Editor's note: Paul Begala, a Democratic strategist and CNN political contributor, was a political consultant for Bill Clinton's presidential campaign in 1992 and was counselor to Clinton in the White House.
Paul Begala says Ted Kennedy was more interested in making progress on issues than scoring political points.
(CNN) -- We have known for over a year this day would come, and yet now that it's here it still doesn't quite seem possible.
Sen. Edward Kennedy's legislative legacy is so vast, his political accomplishments so numerous and his personal generosity so limitless that to memorialize him almost requires one to trivialize him.
Let me begin with the most difficult: the personal. Lots of politicians love "The People," but cannot relate to a person. Not Teddy. He never had a distant acquaintance; everyone he knew was treated like a close friend. As a Democratic political operative, Hill staffer and later a White House aide, I knew Sen. Kennedy and worked with him on numerous causes. But I was by no means an intimate.
Yet when he got word that my father was battling a rare and virulent cancer, he called me at home. "Get out your pen," he commanded. "Write down this name. He's one of the world's foremost experts on cancer. I just got off the phone with him, told him your father is a personal priority to me. He's expecting your call."
My father is in remission, thank God, in part because of Sen. Kennedy's extraordinary personal intervention. From that day to the last time I saw him, his first words were always, "How's your father?"
He was a master politician in the best sense of the word. Ten days before President Clinton left office, he invited Sen. Kennedy and a few other close friends and allies on a sentimental journey to New Hampshire and Massachusetts. At Northeastern University Sen. Kennedy gave a barnburner of a speech, extolling President Clinton and his presidency as no one else could. But riding back to Washington on Air Force One, he was squarely focused on the future.
I'd known George W. Bush a bit in Texas, and had written a book about him. Sen. Kennedy used every minute of that plane ride to grill me about the new president-elect. What did he like? What did he dislike? What was he like to work with? Who did he listen to? How does he make decisions? How did he approach school reform in Texas?
While the rest of us were nursing grudges against William Rehnquist, who we were calling "Thief Justice Rehnquist" for the Supreme Court's Bush v. Gore decision, or cursing the 22nd Amendment, Sen. Kennedy was looking for an angle, seeking an opening through which he could drive a progressive agenda in a Republican presidency.

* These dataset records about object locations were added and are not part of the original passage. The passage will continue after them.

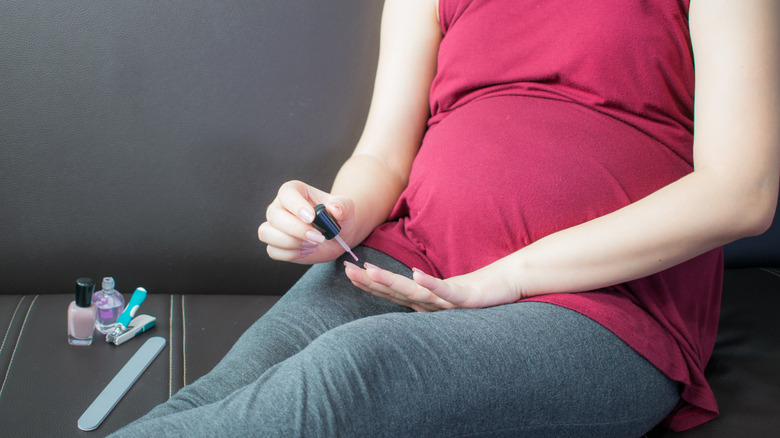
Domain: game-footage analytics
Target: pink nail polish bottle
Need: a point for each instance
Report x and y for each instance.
(82, 313)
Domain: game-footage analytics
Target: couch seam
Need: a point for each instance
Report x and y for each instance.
(13, 318)
(183, 342)
(170, 350)
(771, 271)
(18, 338)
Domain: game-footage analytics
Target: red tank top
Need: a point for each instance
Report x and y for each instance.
(546, 114)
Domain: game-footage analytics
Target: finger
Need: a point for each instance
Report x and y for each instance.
(360, 279)
(437, 286)
(289, 255)
(397, 288)
(286, 222)
(270, 235)
(399, 284)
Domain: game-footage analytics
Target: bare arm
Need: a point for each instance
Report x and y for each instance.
(732, 192)
(370, 182)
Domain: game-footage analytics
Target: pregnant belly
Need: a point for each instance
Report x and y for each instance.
(499, 173)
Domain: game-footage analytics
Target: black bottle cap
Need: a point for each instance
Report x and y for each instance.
(325, 223)
(85, 287)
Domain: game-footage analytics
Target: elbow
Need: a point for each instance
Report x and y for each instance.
(756, 212)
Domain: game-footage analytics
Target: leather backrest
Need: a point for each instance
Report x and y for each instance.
(144, 139)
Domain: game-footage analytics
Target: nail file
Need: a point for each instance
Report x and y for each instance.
(116, 389)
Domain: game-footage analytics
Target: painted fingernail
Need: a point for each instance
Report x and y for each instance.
(307, 215)
(351, 265)
(314, 237)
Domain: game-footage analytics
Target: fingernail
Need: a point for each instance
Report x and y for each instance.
(314, 237)
(350, 265)
(307, 215)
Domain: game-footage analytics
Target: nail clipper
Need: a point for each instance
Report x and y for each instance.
(128, 327)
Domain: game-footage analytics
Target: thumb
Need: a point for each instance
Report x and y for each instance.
(339, 207)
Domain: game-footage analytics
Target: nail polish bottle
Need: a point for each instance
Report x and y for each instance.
(109, 303)
(82, 313)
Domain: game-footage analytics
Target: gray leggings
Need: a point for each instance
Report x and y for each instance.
(330, 360)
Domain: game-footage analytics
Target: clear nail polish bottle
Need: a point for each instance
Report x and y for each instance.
(82, 313)
(109, 303)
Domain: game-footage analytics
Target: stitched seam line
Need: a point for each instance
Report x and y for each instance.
(13, 318)
(170, 351)
(24, 323)
(183, 342)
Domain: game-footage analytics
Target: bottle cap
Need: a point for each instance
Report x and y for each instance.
(324, 222)
(85, 287)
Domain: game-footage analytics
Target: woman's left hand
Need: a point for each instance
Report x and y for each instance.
(425, 293)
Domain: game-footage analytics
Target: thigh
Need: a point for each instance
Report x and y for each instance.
(322, 299)
(525, 369)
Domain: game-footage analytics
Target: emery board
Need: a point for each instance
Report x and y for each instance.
(118, 386)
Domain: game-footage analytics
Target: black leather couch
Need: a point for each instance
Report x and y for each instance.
(142, 140)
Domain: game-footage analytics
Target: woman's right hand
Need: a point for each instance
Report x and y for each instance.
(288, 231)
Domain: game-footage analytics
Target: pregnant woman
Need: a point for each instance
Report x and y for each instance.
(538, 229)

A few weeks later I interviewed Sen. Kennedy for Esquire. His method of dealing with the opposition, he said, was straightforward. "I really feel we have to deal with the deck of cards that we have now," he said.
"We deal with the president, and we ought to be looking down the road to what can be accomplished in areas which are central to us, like education and health and civil rights. I don't think the American people want us to be fighting the last election. I think the best politics is doing our job now, and to be honest about it, I think most of my colleagues feel that way as well."
There was no more principled progressive, and at the same time no more canny deal-maker with the party opposite. It's easy to simply posture when the other party is in power, but Sen. Kennedy wanted to get things done.
I asked him how he approached the Republicans -- in this case President George W. Bush. He said the key question is, "Do you pass something that may be to his advantage [politically] but will improve the lot of people, or don't you? The idea," Kennedy said, "is that if you do that, it strengthens him and therefore makes it harder in the future to make progress in other areas. Or do you pass up that opportunity and emerge stronger after the next election and pass a better bill?
"My judgment has always been that you set the bar and you set it high, and if he makes it to that bar, then you pass it, and that's what we're about. I am by nature and disposition interested in making progress."
And what progress he made. Civil rights for African-Americans. Voting rights. Women's rights. Giving 18- to 21-year olds the right to vote. After universal health care collapsed in 1994, others ran from the issue. Not Sen. Kennedy.
He was instrumental in creating CHIP, the Children's Health Insurance Program, which President Clinton signed into law and which extended health care to 5 million children. Education reform, national service, environmental protection, a fair system of justice. It's hard to mention Sen. Kennedy's monumental achievements without simply making a list, but a list does not do justice to the countless millions of lives he changed, the hopes he inspired, and the dreams he made real.
Sen. Kennedy was a hero to me, but I don't want to pretend I was especially close to him -- which made his many kindnesses to me and my family all the more remarkable.
I was, however, friends with his nephew John, who adored "Uncle Teddy," the man who was in every way possible a father to John. I can still see the heartbroken patriarch eulogizing his nephew, finding the strength to give voice to his sorrow, "We dared to think," he said, paraphrasing Yeats, "that this John Kennedy would live to comb gray hair."
As if to fulfill the scriptural call that "weeping may endure for a night but joy cometh in the morning," after John's memorial service "Uncle Teddy" led a large group of John's friends and family in a loud and liquor-fueled Irish sing-a-long: "Sweet Adeline," "My Wild Irish Rose," and more. Teddy deserves the same boisterous send-off. But who will lead us in song now?
The opinions expressed in this commentary are solely those of Paul Begala.